Guideline writers need a clear set of best practices on how to curate information effectively. This involves selecting and presenting the most important advice in a way that helps users understand its significance and prioritize their actions accordingly. By focusing on the essential information, the guidelines can become more concise and user-friendly.

2. Create key messages for different audience levels

The computer security community, including guideline writers, should develop key messages that make sense to audiences with varying levels of technical competence. This ensures that the guidelines are accessible and understandable to all employees, irrespective of their computer literacy. By simplifying complex concepts, the guidelines can become more actionable and impactful.

Comparing Computer Security to Public Health Guidelines

Brad Reaves, the corresponding author of the study and an assistant professor of computer science at North Carolina State University, draws a comparison between computer security guidelines and public health guidelines during the pandemic. He argues that despite the complexity of medicine, public health experts managed to provide concise and straightforward guidelines to reduce the risk of contracting COVID-19. Reaves emphasizes the need for the computer security field to follow a similar approach, ensuring that guidelines are easy to understand and implement.

The Need for Support and Understanding

The study concludes by highlighting the critical role of guideline writers in translating computer security research into practical advice for real-world application.
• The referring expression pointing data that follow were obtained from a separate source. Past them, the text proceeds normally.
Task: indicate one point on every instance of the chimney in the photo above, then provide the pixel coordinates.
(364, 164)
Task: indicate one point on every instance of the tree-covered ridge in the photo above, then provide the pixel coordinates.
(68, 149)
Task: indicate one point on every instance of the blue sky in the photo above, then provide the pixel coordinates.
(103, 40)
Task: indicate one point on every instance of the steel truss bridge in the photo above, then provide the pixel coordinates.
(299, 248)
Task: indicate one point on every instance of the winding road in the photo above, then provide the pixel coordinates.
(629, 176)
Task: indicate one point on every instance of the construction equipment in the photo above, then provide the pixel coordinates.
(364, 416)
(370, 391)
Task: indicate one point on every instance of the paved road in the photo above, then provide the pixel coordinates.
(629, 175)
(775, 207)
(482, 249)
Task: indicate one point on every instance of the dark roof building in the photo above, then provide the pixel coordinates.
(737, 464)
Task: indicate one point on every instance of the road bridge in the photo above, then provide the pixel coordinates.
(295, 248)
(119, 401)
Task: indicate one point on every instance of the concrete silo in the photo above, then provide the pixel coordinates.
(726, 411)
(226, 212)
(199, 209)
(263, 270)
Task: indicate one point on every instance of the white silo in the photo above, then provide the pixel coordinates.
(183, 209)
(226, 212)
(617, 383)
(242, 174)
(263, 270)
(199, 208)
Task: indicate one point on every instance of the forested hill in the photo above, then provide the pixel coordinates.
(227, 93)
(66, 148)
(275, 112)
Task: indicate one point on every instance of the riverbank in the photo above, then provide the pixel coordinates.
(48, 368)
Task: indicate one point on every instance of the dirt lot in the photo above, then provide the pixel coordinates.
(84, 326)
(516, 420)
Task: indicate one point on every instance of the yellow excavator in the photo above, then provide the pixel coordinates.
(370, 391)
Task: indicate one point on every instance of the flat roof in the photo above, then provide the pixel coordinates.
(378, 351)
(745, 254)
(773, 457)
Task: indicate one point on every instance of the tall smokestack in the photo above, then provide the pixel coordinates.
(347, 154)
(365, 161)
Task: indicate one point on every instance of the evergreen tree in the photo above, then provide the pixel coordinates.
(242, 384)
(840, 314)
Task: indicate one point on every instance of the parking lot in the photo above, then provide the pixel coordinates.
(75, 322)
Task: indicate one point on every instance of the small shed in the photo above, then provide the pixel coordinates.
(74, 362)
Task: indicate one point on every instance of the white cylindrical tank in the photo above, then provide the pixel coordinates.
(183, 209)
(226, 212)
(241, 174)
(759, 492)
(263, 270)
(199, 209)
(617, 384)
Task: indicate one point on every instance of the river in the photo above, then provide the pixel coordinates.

It emphasizes the importance of research, guidelines, and communities of practice that can support these writers in their efforts. The researchers also stress the need to avoid blaming employees in the event of a computer security incident, recognizing that complex and overwhelming guidelines can undermine compliance. Instead, efforts should be focused on creating guidelines that are clear, concise, and user-friendly.

The study, titled “Who Comes Up with this Stuff? Interviewing Authors to Understand How They Produce Security Advice,” will be presented at the USENIX Symposium on Usable Privacy and Security. The research was conducted by Lorenzo Neil, a Ph.D. student at NC State, along with co-authors Harshini Sri Ramulu of George Washington University and Yasemin Acar of Paderborn University and George Washington University.